Cuando llegaba al departamento de Arreola, en la colonia
Cuauhtémoc, frecuentemente lo encontraba jugando ajedrez con alguien,
después de lo cual nos íbamos a cenar a la cafetería
La Huerta, del hotel Camino Real, donde le preparaban a Juan José
algún platillo especial para su delicado estómago, del cual
siempre se quejaba.
En la entrada de la cafetería había unas esculturas que representaban frutas gigantescas: una manzana, una pera y un plátano, según recuerdo. Juan José siempre hacía comentarios respecto a las dos primeras en relación con su parecido al cuerpo de las mujeres. Años después, en una revista de las llamadas femeninas, descubrí que hay toda una metodología para encontrar la ropa adecuada, dependiendo de si uno se clasifica como pera o como manzana.
Arreola tenía mucho sentido del humor, como el que se refleja en su cuento sobre una muñeca plasti-sex, escrito mucho antes de que se inventaran estos juguetes de tamaño natural para los solitarios y/o los perversos.

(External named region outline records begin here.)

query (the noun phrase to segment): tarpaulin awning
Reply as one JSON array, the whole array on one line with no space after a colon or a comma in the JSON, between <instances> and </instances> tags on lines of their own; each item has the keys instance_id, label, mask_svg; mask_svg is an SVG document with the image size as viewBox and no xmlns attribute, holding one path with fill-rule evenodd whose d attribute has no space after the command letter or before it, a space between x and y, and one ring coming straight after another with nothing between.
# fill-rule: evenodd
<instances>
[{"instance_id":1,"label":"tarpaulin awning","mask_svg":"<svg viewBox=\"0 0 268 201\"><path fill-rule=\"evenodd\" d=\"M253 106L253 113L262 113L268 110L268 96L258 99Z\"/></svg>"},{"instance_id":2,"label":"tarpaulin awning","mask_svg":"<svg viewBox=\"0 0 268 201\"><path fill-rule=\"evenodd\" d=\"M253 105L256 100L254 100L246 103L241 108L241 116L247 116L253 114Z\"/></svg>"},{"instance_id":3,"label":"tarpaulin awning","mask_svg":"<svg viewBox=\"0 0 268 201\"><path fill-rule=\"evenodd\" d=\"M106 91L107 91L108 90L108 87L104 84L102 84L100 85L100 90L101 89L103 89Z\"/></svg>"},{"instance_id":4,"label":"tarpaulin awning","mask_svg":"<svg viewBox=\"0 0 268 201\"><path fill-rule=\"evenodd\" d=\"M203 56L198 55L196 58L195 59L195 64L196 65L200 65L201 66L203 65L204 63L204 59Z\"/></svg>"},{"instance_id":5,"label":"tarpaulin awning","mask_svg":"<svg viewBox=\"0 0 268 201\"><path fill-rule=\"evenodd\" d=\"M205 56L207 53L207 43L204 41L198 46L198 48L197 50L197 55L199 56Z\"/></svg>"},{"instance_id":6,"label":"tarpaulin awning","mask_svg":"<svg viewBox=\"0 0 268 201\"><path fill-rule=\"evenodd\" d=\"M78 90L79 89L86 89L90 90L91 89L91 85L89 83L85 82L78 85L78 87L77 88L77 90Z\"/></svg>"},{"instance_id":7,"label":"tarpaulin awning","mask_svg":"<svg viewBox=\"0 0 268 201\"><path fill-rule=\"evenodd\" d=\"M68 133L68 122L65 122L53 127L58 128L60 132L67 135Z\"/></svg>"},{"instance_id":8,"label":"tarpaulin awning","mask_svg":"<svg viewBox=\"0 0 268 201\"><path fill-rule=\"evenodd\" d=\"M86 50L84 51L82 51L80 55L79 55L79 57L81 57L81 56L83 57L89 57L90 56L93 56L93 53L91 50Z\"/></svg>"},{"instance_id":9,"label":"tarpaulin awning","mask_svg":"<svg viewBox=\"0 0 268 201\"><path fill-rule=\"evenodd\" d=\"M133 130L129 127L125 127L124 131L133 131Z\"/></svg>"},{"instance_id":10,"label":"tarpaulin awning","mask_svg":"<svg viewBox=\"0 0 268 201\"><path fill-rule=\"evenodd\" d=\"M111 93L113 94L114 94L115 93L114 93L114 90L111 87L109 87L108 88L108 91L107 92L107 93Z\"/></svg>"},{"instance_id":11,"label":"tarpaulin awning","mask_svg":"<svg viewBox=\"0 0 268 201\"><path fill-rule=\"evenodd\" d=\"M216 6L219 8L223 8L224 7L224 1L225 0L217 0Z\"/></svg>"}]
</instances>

Pero yo lo recuerdo básicamente como un hombre azotado: sufría de innumerables males físicos, algunos reales como los estomacales y otros ?muchos? imaginarios (lo cual no importa, puesto que si uno sufre el origen da igual); decía que padecía simultáneamente agorafobia (miedo a los lugares abiertos) y claustrofobia (a los lugares cerrados), por lo que nunca podía estar solo; cada tarde bebía vino blanco, desde muy temprano, y cada noche se quejaba de lo mal que le había caído; le agobiaba jugar ajedrez y odiaba perder, por lo que ?cuando se podía? jugábamos dominó y lo disfrutaba mucho porque no tenía que pensar como ocurría frente al tablero de las 64 casillas.
Pero la vez que más me impresionó fue una tarde que lo encontré solo. El departamento estaba completamente a oscuras (no le gustaba la luz natural, por lo que los focos ?pelones? siempre estaban prendidos). Juan José estaba sentado en posición de El pensador, de Rodin, y me advirtió que no podía decirme nada, pero me pidió que no me fuera hasta que llegara su hermano, porque ese día Luis Lizalde no había ido a acompañarlo.
Nos quedamos en silencio, en la penumbra. No sé cuánto tiempo pasó, pero a mí me parecieron siglos; me sentía sobrecogida. El no cambió de posición. Pero de pronto empezó a hablar, como para sí mismo. Contó una historia fantástica y coherente de cómo la noche anterior se le había aparecido San Agustín (este personaje le obsesionaba) y las terribles reconvenciones que le había hecho. Nunca supe si era el relato de un sueño, pero su sufrimiento era real.
Ahora que se ha ido, me lo imagino con su figura frágil y sus expresiones exaltadas y geniales, discutiendo con San Agustín, quien, en aquella ocasión, no aceptó el diálogo y sólo le tiró línea al atribulado Arreola. Ojalá que tenga un vinito blanco, bien seco, para acompañar la conversación y se organice el cuarto de dominó para desafanarse un rato de las reflexiones existenciales que lo persiguieron en vida.